See "systemctl status vyos-container-newrelic-vyos.service" and "journalctl -xe" for details.

[[container]] failed
Commit failed

mathias · February 15, 2023, 9:51pm

To answer my own question, I dug a bit.

Container storage is configured here:

/etc/containers/storage.conf

Which puts graphroot in

/usr/lib/live/mount/persistence/container/storage

That persists when switching images, so that’s possibly the explanation why I’m seeing issues. While overlay2 is the driver in both instances, 1.3 uses Podman 3.0.1 vs 4.3.1 in 1.4.

EDIT:
got it resolved by:

disabling all containers in 1.4
deleting the directoy content of /usr/lib/live/mount/persistence/container/storage
switching to 1.3
disabling all containers
adding the images of the containers with add container image
enabling all containers

No more error /warning in 1.3 after that. Doesn’t explain I suddenly got the KeyError messages and had to add keys that should have default values. Will report back if I can identify that one, too.

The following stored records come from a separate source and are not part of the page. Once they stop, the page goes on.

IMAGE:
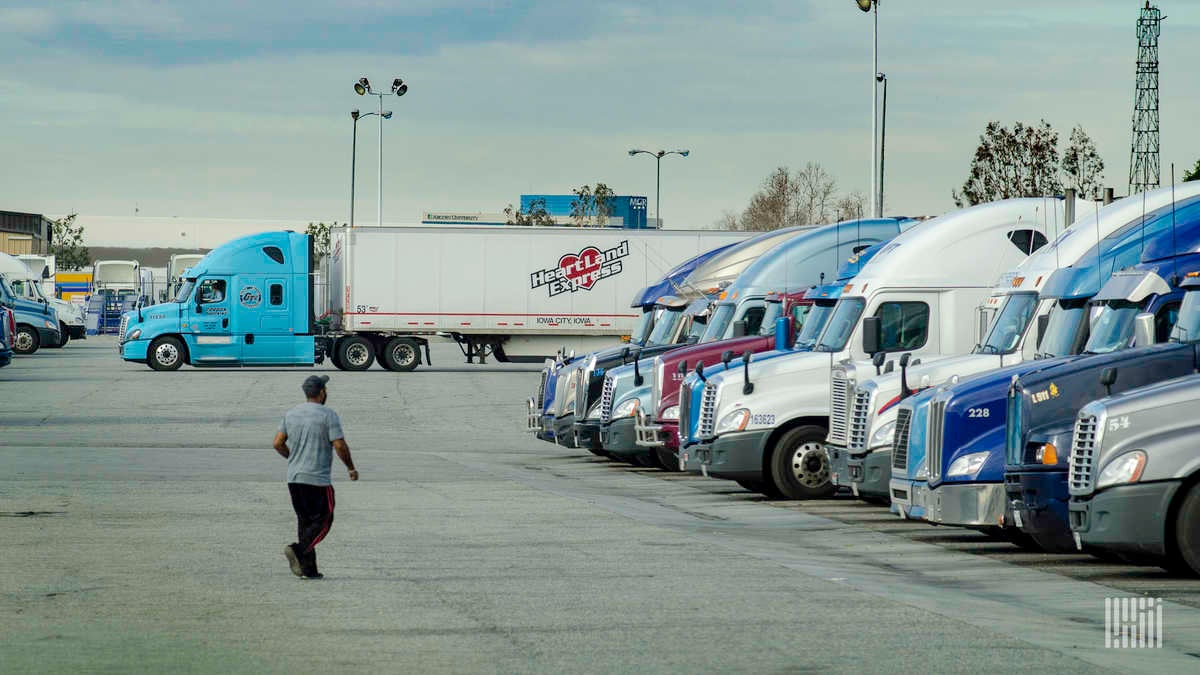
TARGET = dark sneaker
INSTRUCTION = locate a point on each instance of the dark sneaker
(293, 560)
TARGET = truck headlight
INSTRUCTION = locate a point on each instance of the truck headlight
(736, 420)
(1126, 469)
(885, 435)
(967, 465)
(627, 408)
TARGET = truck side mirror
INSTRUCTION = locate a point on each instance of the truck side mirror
(1043, 323)
(1144, 329)
(873, 335)
(1108, 378)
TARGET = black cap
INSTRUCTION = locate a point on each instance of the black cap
(313, 384)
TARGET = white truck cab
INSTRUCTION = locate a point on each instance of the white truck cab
(863, 404)
(765, 424)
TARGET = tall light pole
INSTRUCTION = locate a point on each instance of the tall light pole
(883, 133)
(354, 149)
(363, 87)
(874, 7)
(658, 175)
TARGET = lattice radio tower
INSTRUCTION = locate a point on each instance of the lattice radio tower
(1144, 172)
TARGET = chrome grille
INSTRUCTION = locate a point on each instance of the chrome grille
(1083, 454)
(610, 384)
(684, 412)
(839, 404)
(900, 443)
(859, 420)
(541, 389)
(708, 412)
(936, 420)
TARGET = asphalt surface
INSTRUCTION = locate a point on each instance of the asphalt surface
(143, 518)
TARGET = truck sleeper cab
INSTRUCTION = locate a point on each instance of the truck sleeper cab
(1134, 476)
(768, 424)
(1043, 406)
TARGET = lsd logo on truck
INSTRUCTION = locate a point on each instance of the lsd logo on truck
(580, 272)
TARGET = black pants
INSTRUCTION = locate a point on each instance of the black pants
(315, 515)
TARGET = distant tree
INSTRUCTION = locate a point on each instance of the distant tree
(537, 215)
(1193, 173)
(1081, 166)
(66, 244)
(319, 233)
(851, 207)
(592, 207)
(1021, 161)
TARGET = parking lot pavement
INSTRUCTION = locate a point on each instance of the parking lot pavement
(144, 517)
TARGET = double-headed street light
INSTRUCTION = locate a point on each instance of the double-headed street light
(876, 186)
(354, 149)
(363, 88)
(658, 175)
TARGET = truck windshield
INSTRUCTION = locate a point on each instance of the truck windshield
(1113, 328)
(819, 314)
(1062, 328)
(664, 328)
(717, 326)
(641, 329)
(773, 311)
(841, 324)
(1009, 324)
(1187, 327)
(185, 291)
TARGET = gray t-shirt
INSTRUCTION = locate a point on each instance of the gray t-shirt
(311, 429)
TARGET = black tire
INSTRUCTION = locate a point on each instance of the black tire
(799, 465)
(667, 460)
(1187, 532)
(25, 340)
(354, 353)
(166, 353)
(401, 354)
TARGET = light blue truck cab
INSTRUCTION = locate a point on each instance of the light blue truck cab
(36, 322)
(969, 418)
(541, 405)
(807, 258)
(246, 303)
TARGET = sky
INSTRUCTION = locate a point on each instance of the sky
(232, 109)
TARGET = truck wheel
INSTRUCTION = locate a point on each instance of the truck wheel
(25, 340)
(400, 354)
(166, 353)
(1187, 530)
(799, 466)
(355, 353)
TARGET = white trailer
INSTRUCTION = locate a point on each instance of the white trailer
(520, 293)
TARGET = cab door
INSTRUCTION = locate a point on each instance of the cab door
(205, 324)
(262, 320)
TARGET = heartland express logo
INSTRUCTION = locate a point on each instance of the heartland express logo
(580, 272)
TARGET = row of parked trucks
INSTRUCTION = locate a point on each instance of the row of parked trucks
(1008, 368)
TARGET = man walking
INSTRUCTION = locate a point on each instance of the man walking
(316, 432)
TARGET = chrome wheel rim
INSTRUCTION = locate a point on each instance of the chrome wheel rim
(810, 465)
(166, 353)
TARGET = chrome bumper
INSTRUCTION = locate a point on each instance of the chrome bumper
(533, 422)
(647, 434)
(975, 505)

edan · February 15, 2023, 10:24pm

Thanks for replying! Maybe my problem has come from upgrading and then having a problem with the container storage.

I can report on a clean VyOS 1.4-rolling-202209300217 the same config as above started up the container without errors. I’ll try a clean install of the 1.4-rolling-202302120317 and see if that works too.

anon10687249 · February 16, 2023, 4:03pm

The issue was reported here, with a workaround for now.

https://vyos.dev/T4978

system · February 18, 2023, 4:04pm

This topic was automatically closed 2 days after the last reply. New replies are no longer allowed.